In Search Of 'True Cannabis Cuisine,' Vogue Critic Gets 'Incomprehensibly High'

Writing about marijuana-infused foods is a dubious proposition, to say the least. Consider the unfortunate case of New York Times columnist Maureen Dowd, whose recent ill-advised over-consumption of THC-laden candy resulted in a nasty bout of propaganda-film-worthy paranoia and, worse, a horrendous article that likely cost her whatever little shred of cool cred she had left.

The latest seasoned media vet to enter this brave new world of psychoactive culinary exploration is none other than acclaimed James Beard Award-winning food critic Jeffrey Steingarten, who travels to stoner-friendly Colorado on assignment for Vogue. His mission: "to experience, or reexperience, the joy of cooking with cannabis." His accomplishment: coming away from a weed-filled weekend in the Rockies looking like less of a fuddy-duddy than Dowd, albeit just as much of a lightweight.
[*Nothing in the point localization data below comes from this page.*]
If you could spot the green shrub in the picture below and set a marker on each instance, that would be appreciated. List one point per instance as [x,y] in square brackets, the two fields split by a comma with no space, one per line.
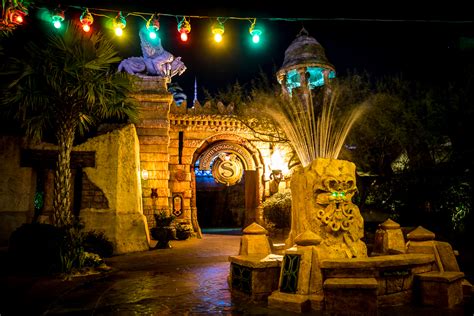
[96,242]
[163,220]
[277,209]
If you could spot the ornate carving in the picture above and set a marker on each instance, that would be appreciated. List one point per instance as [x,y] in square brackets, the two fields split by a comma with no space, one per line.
[227,169]
[209,155]
[156,61]
[180,175]
[177,204]
[322,202]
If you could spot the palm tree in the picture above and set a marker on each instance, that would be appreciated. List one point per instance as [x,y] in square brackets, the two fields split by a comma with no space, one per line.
[63,85]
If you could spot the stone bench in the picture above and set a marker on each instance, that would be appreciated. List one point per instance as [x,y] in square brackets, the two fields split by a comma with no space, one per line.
[442,289]
[254,276]
[351,296]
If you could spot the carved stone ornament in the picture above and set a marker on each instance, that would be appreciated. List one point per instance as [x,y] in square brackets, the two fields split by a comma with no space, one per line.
[177,205]
[227,169]
[322,203]
[180,175]
[156,61]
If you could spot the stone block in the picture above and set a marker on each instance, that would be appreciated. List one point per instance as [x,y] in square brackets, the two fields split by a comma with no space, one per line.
[394,299]
[441,289]
[447,257]
[262,276]
[289,302]
[355,296]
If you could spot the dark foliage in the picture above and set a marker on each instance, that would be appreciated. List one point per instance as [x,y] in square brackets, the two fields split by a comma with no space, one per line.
[35,248]
[277,209]
[96,242]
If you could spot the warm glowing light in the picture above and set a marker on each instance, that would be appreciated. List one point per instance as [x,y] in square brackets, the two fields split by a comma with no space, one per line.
[255,31]
[218,30]
[118,31]
[184,27]
[277,162]
[153,25]
[119,24]
[218,38]
[86,20]
[57,18]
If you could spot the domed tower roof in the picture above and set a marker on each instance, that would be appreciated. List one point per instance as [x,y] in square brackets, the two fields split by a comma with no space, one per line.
[305,54]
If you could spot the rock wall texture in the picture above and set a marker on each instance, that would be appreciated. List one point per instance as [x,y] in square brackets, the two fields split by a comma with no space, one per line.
[17,188]
[117,174]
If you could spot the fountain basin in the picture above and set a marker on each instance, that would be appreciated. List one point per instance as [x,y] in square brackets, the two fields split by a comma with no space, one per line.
[391,277]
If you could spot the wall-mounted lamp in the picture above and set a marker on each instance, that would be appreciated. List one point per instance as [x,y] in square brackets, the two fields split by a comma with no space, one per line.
[275,178]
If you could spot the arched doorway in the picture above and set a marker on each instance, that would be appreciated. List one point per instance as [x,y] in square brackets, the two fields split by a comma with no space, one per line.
[227,183]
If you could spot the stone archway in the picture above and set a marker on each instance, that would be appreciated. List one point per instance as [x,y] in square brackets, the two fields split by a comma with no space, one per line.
[230,158]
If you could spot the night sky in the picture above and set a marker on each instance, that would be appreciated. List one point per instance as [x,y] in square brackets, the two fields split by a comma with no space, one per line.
[353,40]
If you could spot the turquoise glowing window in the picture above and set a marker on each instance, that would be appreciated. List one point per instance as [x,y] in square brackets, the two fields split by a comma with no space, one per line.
[293,80]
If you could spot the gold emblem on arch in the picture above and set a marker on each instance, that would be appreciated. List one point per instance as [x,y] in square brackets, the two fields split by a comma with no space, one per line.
[227,169]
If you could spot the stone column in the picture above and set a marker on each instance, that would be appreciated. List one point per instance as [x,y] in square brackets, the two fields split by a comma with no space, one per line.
[251,196]
[153,134]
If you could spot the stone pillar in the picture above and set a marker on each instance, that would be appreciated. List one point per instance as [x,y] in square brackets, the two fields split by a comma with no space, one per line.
[251,196]
[153,134]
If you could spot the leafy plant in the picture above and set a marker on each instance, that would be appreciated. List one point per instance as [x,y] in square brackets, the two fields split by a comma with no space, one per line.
[97,242]
[162,219]
[277,209]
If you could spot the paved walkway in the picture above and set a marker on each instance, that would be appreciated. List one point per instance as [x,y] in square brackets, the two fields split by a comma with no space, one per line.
[188,279]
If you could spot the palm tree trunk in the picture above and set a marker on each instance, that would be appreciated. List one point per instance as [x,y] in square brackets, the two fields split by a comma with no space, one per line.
[62,214]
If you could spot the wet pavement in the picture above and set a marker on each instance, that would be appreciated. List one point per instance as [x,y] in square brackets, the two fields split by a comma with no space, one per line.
[188,279]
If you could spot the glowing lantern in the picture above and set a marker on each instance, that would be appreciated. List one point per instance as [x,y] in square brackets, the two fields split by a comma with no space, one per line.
[255,32]
[57,18]
[218,29]
[119,24]
[86,20]
[184,27]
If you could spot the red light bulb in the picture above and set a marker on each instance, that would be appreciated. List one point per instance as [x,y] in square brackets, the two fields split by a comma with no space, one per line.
[19,19]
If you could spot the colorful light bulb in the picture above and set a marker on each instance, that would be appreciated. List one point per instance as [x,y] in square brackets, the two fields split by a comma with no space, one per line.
[86,20]
[57,18]
[255,32]
[184,27]
[218,30]
[119,24]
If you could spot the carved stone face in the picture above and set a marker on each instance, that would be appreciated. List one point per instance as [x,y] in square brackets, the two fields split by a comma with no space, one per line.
[333,201]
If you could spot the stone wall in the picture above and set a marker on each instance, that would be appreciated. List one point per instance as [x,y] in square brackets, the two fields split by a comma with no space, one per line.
[117,175]
[17,188]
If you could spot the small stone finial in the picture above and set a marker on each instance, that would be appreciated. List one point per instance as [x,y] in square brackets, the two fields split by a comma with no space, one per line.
[421,234]
[254,229]
[308,238]
[389,224]
[302,32]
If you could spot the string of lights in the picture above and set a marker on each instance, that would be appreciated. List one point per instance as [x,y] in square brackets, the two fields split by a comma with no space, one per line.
[14,11]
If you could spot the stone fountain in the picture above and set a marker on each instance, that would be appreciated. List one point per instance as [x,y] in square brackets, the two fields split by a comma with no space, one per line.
[326,265]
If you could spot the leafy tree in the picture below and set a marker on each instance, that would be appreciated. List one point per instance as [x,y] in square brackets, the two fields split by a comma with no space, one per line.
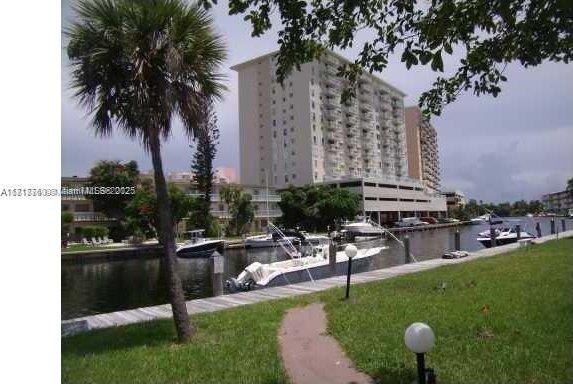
[240,208]
[486,34]
[202,167]
[108,173]
[135,66]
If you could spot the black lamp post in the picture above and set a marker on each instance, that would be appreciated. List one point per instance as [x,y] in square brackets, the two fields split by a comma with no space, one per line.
[419,338]
[350,251]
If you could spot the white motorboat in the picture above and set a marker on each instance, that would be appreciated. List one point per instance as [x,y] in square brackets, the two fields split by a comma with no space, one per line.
[197,246]
[503,236]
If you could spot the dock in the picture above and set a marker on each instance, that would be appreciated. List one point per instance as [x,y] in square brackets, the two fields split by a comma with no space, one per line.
[211,304]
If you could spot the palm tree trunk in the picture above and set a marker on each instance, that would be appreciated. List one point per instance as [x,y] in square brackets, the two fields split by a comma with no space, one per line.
[176,297]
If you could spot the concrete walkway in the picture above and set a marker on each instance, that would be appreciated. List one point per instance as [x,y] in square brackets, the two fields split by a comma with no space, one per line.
[309,355]
[211,304]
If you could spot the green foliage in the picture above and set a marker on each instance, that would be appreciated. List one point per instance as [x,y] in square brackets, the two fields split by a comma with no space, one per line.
[486,35]
[137,65]
[203,173]
[108,173]
[314,207]
[240,208]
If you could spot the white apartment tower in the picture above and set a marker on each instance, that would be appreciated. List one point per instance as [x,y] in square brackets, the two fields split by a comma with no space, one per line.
[300,133]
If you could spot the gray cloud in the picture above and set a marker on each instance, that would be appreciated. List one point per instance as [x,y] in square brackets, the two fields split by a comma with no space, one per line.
[524,134]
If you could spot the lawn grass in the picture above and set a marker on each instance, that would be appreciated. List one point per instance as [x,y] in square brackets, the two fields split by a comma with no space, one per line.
[506,319]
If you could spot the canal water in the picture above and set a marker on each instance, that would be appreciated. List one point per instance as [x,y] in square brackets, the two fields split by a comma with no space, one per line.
[92,287]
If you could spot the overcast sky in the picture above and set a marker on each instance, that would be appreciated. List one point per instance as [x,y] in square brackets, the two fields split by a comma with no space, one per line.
[515,146]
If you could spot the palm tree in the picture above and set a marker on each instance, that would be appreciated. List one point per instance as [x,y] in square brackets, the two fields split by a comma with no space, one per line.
[135,65]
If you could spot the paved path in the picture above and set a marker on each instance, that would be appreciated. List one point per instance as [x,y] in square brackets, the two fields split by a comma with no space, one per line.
[211,304]
[309,355]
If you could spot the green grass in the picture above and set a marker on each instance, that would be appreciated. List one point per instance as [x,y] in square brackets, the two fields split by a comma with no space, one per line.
[506,319]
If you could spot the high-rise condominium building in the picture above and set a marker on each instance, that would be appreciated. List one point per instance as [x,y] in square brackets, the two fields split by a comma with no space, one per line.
[422,144]
[301,133]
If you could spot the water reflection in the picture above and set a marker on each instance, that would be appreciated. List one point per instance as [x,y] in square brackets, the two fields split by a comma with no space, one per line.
[106,286]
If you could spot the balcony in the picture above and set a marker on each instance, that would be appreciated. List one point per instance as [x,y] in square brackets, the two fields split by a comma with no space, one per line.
[366,108]
[350,121]
[366,116]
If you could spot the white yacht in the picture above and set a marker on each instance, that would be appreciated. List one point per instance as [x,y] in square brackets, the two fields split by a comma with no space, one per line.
[197,246]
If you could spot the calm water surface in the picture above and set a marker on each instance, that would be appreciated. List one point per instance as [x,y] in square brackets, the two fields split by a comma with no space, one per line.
[93,287]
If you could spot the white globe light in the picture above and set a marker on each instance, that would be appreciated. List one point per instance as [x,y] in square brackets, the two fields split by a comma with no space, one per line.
[350,251]
[419,338]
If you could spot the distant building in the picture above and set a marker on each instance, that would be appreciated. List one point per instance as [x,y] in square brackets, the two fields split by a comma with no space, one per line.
[454,199]
[301,133]
[422,149]
[558,202]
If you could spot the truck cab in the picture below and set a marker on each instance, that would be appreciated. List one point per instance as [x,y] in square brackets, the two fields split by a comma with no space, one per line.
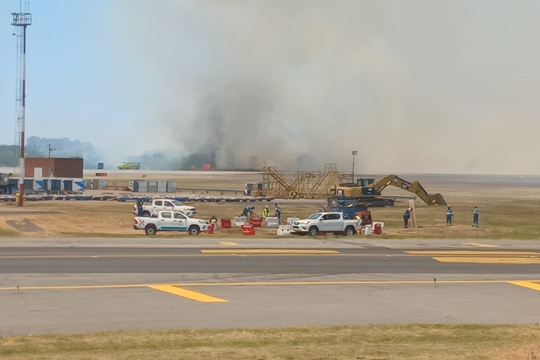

The guy takes two puffs of a joint, becomes "incomprehensibly high" and quickly develops a new appreciation for French fries. Not exactly breaking new ground here.

Despite devoting an extensive 4,179 words to the subject, Steingarten offers scarcely any insights into ganja-enhanced gastronomy at all, save for a breezy overview of what he gleaned from reading a few cannabis-themed cookbooks.

The most intelligent tidbit comes from Jessica Catalano's The Ganja Kitchen Revolution — "that marijuana is an herb, that each strain has its own aroma and taste, and that in cooking it should play its part in creating the flavor of the dish, just like sage or tarragon." But, it's an idea that Steingarten doesn't even bother to test-out because: (a) his modest high-end-fashion-magazine budget doesn't afford him a smorgasbord of strains to choose from, and (b) he doesn't really like the smell of weed, anyway.

In fact, Steingarten doesn't do much cooking to speak of, apart from adding a few drops of THC oil to his wife's yogurt, baking some bad cookies and later whipping up a batch of the sacred Hindu beverage called bhang, which actually turned out to be quite delicious.

Steingarten even takes a swipe at Alice B. Toklas' infamous 1954 recipe for "Haschich Fudge," which he says "tastes unpleasant and won't do anything for you." As someone who's actually tested the Toklas recipe, this writer can confirm Steingarten's assessment of the flavor profile, anyway. But, rest assured, with a few minor tweaks, ol' Alice's formula works just fine.

Drawing little to no conclusion from his long, strange trip, Steingarten leaves us with merely a reference to one of Colorado's state songs: John Denver's "Rocky Mountain High."